Chroniques du chemin 

 

On sait bien que,  en tant que musicien rentré, j'aime marcher avec vous sur un chemin prioritairement musical.

Aussi,  après Mozart lors d'une première promenade sur nos chemins de dialogue, j'aimerais évoquer Boulez.

Il n'est pas injurieux d'affirmer que, remarquable chef d'orchestre,  musicien qu'on aime ou pas, Boulez fut aussi un chef d'entreprise, sinon de guerre. Sorti tout armé dans un tank de son bunker IRCAM, escorté de para-commandos tel Stockhausen ou de jeunes chevau-légers extasiés et déjà oubliés, appuyé par les expériences de John Cage,  Boulez, en bon autoritaire, a fait table rase de tous ceux qui osaient, plus ou moins activement, contester son leadership. Exit Sibélius (« le plus mauvais musicien du monde »), Poulenc, Taillefère, Ibert.  Ecrabouillé, Berlioz excepté, ce « hideux » XIX è siècle français. Stravinsky traité de décadent dans sa production d'après 1913, Jolivet rebaptisé « jolinavet », etc... Dans ce paysage dévasté furent seuls tolérés Messiaen et Dutilleux, trop forts sans doute pour être les proies de l'aigle de Montbrison.

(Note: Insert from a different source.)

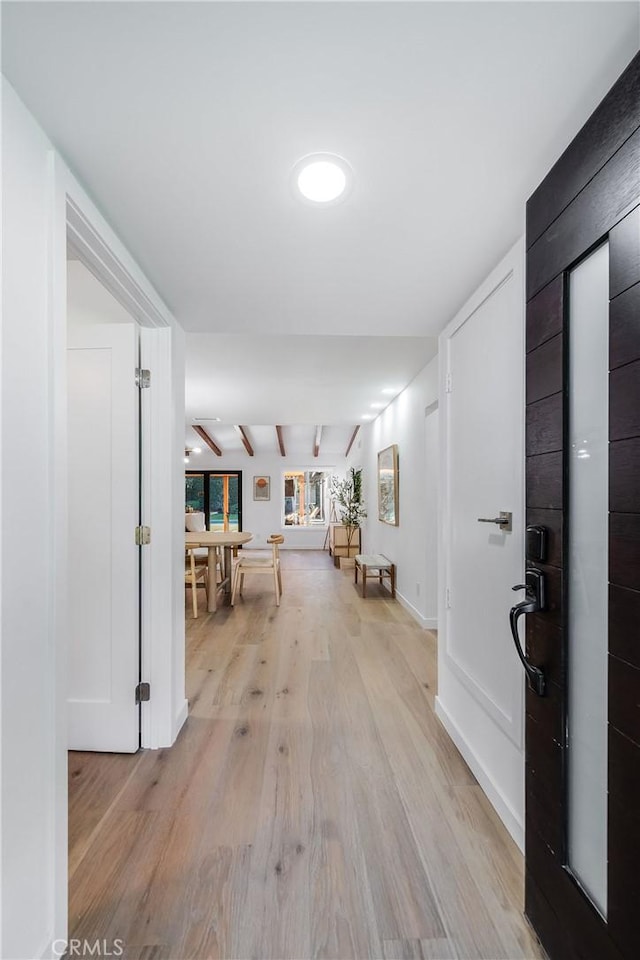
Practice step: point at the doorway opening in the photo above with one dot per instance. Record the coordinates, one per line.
(104, 491)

La poésie des années soixante-septante a elle aussi connu ces razzias. Bien abrités dans des bunkers universitaires, protégés par des éditeurs « modernes », réchauffés dans l'utérus des colloques et séminaires, biberonnés par la presse spécialisée, les poètes de cette école, dignes successeurs de l'Ecolier limousin, ont trouvé sur leur chemin quelques grands rires rabelaisiens- celui de Norge, de Tardieu de Desnos ou, plus ricanant, de Péret ou Vian, qui les ont piteusement désarmés.

Et c'est là, à mon sens, la question essentielle posée à la poésie contemporaine : le poète doit-il être intelligent ? Et d'abord, qu'est-ce que l'intelligence en poésie ? Gardons-nous de la confondre avec le savoir. «La môme néant» de Tardieu, les fabuleux poèmes en prose de Norge, les réflexions de Thiry sur la peine de vieillir, les rêves transcrits du Desnos adolescent, tout cela, à côté de quelques autres, ne constitue-t-il pas l'essence profonde et « intelligente » de la manière poétique d'être au monde ? Quand Supervielle évoque l'oublieuse mémoire ou la mort, relais où l'âme change de chevaux, n'est-il pas bien plus « intelligent » que  cette foule de poètes « blancs », du non-dit et de l'aléatoire ?

Qu'on me comprenne bien : je préfère de loin une poésie mystérieuse, voire obscure, à cette « poésie du quotidien » qui fait parler les égouts et les bicyclettes. Mais j'aime que cette obscurité corresponde à une nécessité intérieure sans faille (comme chez Reverdy) et non à une pause intellectualiste.

Ce n'est pas dans la déconstruction du langage que se trouve le secret de la poésie contemporaine, sous peine de se ghettoïser, mais dans la tentative rimbaldienne de reconstruire, par une active méditation, un monde intérieur perçu comme éclaté.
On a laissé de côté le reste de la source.